Shadow chancellor Ed Balls announced plans today for a compulsory jobs guarantee for the long-term unemployed to be funded by reducing tax relief on pension contributions for those earning over £150,000.
Balls details the policy in an article written for PoliticsHome. In the piece he blasts the coalition for labelling “people who want to work” as ‘scroungers’; he describes their rhetoric as “divisive, nasty and misleading”. But the subtext of much of his own article is also that benefit claimants are a drain on public money, and that their claims are often fraudulent, as shown by the headings of his “three tests” for welfare reform: firstly, “it must pay more to be in work than live on benefits”, secondly “we must get tough on the scourge of long-term unemployment by matching rights with responsibilities”, and thirdly any welfare reform “must be fair to those who genuinely want to work.” Does this language not sound familiar?
Between the headings, Balls makes the nuanced – though rather obvious – point that “the vast majority” of Job Seeker’s Allowance claimants “desperately want to find a job”. But elsewhere in the piece, the shadow chancellor says that Labour are proposing welfare reform on the grounds that “we won’t get the costs of welfare down if adults who can work are languishing on the dole for year”.
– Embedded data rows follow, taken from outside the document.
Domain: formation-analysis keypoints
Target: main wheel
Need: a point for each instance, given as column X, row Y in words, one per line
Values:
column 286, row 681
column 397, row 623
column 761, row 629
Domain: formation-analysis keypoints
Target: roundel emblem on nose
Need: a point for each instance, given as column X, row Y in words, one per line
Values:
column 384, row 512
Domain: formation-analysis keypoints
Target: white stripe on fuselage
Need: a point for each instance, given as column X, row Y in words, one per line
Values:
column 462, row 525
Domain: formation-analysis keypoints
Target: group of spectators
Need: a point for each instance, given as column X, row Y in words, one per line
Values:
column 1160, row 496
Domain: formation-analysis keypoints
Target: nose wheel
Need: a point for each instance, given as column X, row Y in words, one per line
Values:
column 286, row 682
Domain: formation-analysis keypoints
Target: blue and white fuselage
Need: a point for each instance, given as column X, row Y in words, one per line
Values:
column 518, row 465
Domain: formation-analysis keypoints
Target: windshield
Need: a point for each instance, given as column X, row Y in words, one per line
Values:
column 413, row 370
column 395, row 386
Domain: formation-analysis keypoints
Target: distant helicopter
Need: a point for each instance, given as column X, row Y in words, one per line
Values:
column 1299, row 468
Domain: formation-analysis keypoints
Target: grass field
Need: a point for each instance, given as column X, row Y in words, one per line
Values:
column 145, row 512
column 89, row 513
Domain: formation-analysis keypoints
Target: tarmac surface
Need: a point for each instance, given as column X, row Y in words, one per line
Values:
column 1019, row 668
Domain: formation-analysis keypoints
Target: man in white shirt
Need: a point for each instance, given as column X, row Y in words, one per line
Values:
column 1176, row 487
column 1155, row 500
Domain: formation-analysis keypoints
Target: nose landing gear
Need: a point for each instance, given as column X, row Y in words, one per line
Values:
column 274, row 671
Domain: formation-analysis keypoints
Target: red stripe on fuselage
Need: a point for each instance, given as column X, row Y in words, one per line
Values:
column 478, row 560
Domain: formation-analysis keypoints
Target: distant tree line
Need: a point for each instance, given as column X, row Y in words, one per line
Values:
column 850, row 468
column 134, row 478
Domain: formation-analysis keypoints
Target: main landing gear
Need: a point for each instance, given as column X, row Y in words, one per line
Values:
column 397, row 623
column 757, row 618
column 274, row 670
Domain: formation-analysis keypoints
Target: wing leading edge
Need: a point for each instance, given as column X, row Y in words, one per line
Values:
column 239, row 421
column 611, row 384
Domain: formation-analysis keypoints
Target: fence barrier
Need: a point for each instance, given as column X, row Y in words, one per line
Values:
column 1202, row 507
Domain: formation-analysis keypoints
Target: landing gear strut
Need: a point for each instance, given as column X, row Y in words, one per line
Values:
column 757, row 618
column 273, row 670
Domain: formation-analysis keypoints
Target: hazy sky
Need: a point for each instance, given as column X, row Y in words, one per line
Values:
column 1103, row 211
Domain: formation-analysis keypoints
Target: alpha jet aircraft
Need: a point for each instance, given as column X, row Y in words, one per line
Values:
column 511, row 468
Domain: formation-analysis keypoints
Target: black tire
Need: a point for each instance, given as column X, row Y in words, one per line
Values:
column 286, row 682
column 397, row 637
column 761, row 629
So is Labour’s proposal doing the long-term workless a favour, or is it threatening them? And is Labour a group of reformers masquerading as moderates, or a populist centre party that wants to appear to sympathise with the poor? The policy would suggest the former, the rhetoric the latter.
The latest YouGov poll puts Labour on 43 per cent, compared to 32 per cent for the Conservatives. With the collapse in support for the Lib Dems from left-leaning voters and widespread public anger about cuts and inequality, Labour has the chance to present a real alternative to the coalition’s austerity agenda. But in order to win votes it must be seen to be consistent and strong in its message, or it risks appearing ridiculous, as we saw when Ed Milliband refused to get off the fence on union walk-outs in 2011.
In order to harness dissatisfaction, Labour needs to walk the walk, but it also needs to talk the talk. Go on, say it Eds – ‘I am left-wing’.